3  Department of Food Gastronomy and Food Hygiene, Institute of Human Nutrition Sciences, Warsaw University of Life Sciences–SGGW, Nowoursynowska 159 St., 02-776 Warsaw, Poland.
Academic Editor: Jurg Bahler

Abstract:

The European Rapid Alert System for Food and Feed (RASFF) has shown 1133 notifications for spices and herbs in the last 10 years (2013–2023). The analysis of these notifications indicated that 58,7% (665) of the alerts corresponded to chemical hazards. Mycotoxins corresponding to aflatoxin B1 (90) and ochratoxin A (39) were found in 19.4% of the samples. Due to the presence of these biological hazards in foodstuffs, comprehensive knowledge of their molecular mechanisms of action is required as part of the risk assessment strategy. Aflatoxin B1 (AFB1) is a known potent carcinogen that has been linked to liver cancer in humans and animals. Its toxic effects consist of forming DNA adducts, causing mutations, and interfering with cellular processes.
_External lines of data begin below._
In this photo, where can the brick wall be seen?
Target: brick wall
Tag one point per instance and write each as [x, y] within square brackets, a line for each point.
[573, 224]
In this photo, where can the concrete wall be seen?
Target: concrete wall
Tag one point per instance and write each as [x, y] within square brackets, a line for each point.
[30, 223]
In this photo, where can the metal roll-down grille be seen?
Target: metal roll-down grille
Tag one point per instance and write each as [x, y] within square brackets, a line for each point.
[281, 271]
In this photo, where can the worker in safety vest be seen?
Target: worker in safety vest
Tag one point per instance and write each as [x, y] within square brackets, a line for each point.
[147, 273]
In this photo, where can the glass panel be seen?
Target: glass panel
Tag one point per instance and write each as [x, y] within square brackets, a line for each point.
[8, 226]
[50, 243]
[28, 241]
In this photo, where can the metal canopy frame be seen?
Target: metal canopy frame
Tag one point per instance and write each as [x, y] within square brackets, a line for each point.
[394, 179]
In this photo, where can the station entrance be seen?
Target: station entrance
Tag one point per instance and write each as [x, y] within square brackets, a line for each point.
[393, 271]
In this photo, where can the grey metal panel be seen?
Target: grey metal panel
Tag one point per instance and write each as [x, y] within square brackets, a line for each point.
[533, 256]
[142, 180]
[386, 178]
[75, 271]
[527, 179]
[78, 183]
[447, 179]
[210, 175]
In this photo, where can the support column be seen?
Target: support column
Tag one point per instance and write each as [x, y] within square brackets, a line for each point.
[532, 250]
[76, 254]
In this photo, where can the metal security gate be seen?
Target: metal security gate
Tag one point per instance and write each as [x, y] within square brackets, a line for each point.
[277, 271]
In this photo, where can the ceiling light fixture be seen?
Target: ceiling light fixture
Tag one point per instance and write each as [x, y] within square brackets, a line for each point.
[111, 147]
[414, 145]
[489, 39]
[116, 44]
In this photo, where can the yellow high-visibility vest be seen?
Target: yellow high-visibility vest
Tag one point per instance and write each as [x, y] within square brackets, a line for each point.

On the other hand, ochratoxin A (OTA) is known to be nephrotoxic, hepatotoxic, carcinogenic, and immunosuppressive in both humans and animals. OTA targets the kidneys and liver, exerting its toxic effects similarly to AFB1, i.e., through DNA damage, oxidative stress, and interference with cellular processes. This communication reviews the molecular mechanism of action underlying the toxicity of AFB1 and OTA found in herbs and spices in Europe, focusing on their biosynthesis, toxicodynamics, interaction with cellular components, and the resulting biochemical pathways leading to adverse health effects. Moreover, it discusses potential strategies for mitigating their presence in herbal products, emphasizing the importance of hazard characterization for effective risk management and regulation.

Keywords: aflatoxin B1; ochratoxin A; herbs; molecular mechanisms; risk assessment.